Luzinete Santos de Jesus, a Nete, trabalha conosco há quase 10 anos. Temos por ela grande estima e a maior admiração. Ela me deu de presente a história que lhes conto a seguir, em 4 capítulos.
Capítulo 1 – A viagem –
-Vambora, Marinalva, bota as crianças no panhacum, senão ninguém chega hoje!
A mulher chama os filhos, Nete nem espera a mãe chamar, corre para o lombo da mula assim que escuta a voz do pai. Ela sempre vai no mesmo panhacum que a Cris. Catam uma caixa onde se espicham para alcançar o cesto de vime amarrado na anca da mula. No outro panhacum, vão as gêmeas, as menorzinhas da família, o pai as coloca lá dentro já olhando em outra direção, dando ordem para os meninos pegarem as trouxas que a mãe deixou no degrau da escada. Agarram as trouxas e se enterram nos pachacuns de outra mula e ainda há mais uma mula para o resto das meninas. Marinalva e seu Gilberto seguem a pé ao lado dos nove filhos. Em alguma parte do caminho, Marinalva vai montar na mula menos carregada para aliviar a dor nos pés e nas costas. O sol fraquinho vai apontando no horizonte, o dia ainda está fresco. Seu Gilberto tem em mente uma puxada maior na primeira parte da manhã; depois das 10horas o sol quente lerdeia os animais.

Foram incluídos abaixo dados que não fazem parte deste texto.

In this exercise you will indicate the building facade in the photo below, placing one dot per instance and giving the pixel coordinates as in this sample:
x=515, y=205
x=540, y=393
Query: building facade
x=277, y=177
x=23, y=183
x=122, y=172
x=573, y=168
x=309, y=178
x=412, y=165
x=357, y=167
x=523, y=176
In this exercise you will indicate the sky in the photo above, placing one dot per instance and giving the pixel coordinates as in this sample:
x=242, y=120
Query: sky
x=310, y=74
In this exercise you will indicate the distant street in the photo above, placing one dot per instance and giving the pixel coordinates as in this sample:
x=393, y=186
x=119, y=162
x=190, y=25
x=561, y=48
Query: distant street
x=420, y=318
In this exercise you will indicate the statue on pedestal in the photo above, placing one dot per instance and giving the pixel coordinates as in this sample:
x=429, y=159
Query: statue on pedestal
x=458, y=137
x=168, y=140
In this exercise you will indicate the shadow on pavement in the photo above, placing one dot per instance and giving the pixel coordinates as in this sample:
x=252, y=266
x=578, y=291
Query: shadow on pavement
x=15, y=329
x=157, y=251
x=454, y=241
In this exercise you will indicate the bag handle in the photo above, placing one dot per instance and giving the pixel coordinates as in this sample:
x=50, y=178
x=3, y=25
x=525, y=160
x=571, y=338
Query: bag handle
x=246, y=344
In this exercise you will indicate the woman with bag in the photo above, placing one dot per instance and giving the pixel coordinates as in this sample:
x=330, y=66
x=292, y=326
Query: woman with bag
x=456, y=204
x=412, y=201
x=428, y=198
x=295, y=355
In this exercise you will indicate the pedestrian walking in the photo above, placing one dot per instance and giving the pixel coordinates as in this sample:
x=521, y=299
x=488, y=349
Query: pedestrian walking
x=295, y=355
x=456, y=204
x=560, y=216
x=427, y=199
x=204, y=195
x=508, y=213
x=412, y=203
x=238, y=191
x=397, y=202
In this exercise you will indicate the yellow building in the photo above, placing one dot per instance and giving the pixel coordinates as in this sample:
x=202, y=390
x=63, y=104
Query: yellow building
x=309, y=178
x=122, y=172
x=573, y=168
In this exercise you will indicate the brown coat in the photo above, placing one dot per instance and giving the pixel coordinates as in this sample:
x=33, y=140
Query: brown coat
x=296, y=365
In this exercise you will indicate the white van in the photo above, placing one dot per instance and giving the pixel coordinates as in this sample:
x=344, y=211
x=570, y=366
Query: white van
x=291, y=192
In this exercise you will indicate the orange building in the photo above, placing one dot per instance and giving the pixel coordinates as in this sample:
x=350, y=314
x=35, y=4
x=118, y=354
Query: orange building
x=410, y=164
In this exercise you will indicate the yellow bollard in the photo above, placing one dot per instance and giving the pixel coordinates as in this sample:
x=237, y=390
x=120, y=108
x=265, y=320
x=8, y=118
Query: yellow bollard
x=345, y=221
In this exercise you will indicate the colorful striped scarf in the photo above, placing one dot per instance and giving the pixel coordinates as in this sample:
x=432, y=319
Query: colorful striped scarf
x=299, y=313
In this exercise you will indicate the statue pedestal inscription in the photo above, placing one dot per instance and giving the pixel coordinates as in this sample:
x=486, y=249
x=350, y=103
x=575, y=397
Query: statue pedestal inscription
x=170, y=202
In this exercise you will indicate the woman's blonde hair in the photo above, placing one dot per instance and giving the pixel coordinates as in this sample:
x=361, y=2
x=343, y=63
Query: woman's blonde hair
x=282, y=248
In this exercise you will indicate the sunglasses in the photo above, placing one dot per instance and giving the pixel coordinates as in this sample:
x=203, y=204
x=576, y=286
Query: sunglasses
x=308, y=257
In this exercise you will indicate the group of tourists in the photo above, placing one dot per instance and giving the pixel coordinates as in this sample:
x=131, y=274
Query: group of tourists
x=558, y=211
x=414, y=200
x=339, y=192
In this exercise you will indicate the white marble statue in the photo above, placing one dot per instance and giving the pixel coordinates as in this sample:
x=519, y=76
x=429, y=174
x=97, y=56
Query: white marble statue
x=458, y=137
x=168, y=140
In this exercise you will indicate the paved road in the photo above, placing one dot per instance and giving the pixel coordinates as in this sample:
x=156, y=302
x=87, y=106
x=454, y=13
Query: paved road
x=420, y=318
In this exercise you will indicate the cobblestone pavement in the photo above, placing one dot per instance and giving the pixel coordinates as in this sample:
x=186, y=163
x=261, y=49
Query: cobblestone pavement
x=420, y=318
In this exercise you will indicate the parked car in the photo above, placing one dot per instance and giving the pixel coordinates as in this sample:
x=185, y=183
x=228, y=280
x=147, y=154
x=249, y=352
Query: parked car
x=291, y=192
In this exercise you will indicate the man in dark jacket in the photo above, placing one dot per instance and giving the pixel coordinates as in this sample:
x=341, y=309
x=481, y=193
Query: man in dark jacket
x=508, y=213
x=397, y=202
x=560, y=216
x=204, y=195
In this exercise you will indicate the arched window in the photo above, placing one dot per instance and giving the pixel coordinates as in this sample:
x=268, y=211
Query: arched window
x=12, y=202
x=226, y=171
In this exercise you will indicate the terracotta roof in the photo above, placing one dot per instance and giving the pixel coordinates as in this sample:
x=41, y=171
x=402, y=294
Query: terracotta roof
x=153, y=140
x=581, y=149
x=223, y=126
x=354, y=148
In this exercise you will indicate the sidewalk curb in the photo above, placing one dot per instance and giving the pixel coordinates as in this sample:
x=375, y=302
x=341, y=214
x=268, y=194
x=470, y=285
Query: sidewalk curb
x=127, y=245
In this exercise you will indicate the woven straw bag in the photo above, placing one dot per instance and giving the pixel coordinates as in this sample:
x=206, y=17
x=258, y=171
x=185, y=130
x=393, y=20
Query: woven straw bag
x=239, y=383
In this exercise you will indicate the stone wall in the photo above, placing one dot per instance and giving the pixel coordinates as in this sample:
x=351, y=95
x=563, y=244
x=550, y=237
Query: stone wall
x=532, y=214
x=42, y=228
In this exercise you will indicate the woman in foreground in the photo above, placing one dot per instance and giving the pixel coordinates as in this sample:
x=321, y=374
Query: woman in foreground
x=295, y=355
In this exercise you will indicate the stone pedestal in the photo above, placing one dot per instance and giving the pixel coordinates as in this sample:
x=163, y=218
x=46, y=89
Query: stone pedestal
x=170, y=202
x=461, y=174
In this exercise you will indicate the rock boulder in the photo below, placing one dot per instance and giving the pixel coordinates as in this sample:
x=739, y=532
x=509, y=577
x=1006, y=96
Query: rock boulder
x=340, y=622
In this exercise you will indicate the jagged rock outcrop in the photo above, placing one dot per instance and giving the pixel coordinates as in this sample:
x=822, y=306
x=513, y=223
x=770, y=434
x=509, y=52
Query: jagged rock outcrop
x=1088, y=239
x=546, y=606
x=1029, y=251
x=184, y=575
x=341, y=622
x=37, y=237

Dentro dos panhacuns as crianças sacodem em estado de sonho. O dia mais esperado do ano: o dia de ver vó Maria, a sextafeira santa. Vó Maria cada ano está numa fazenda diferente. Vô Bertoso gosta de variar, termina o serviço num sítio muda para outro. Eles sempre têm casa grande com fogão de lenha e o avô vai esperar os netos na casa da sede da fazenda. Nete e Cris gostam de se abaixar dentro dos panhacuns para ver a estrada pelas frestas do vime, fica tudo quadradinho, as sombras vão balançando no andar da mula, elas vão cantando, puxando o coro. Das outras mulas, os irmãos respondem a cantoria; quem não canta vai fazendo zumzum e dando risada. Ficam imaginando como será desta vez e já vão disputando o colo da avó na hora de ouvir história. Nete começa a lembrar o dia que a avó contou quando era moça, daquele pretendente que o pai dela levou para ela conhecer:
-Lembra que ela falou que foi arrumar a cama dele e cheirava a mijo?! A criançada pulava nos cestos dando gargalhada, namorado mijão, namorado mijão!! E o vô que fugiu da cadeia e ninguém viu? É! E ele caminha no escuro sem sapato, eu vou andar descalço igual ele e vou sair na noite e vocês vão ver que eu vou achar o caminho seguindo a lua que nem ele falou!
-Vai nada, Zeca, vai ficar quietinho em casa como todo mundo, não tem nada que sair de noite na escuridão. O vô pode porque sabe das coisas, tá acostumado, você, não, só vai arranjar encrenca.
Nem responde, arquitetando um plano para escapar da mãe. Zeca era um gordinho levado da breca.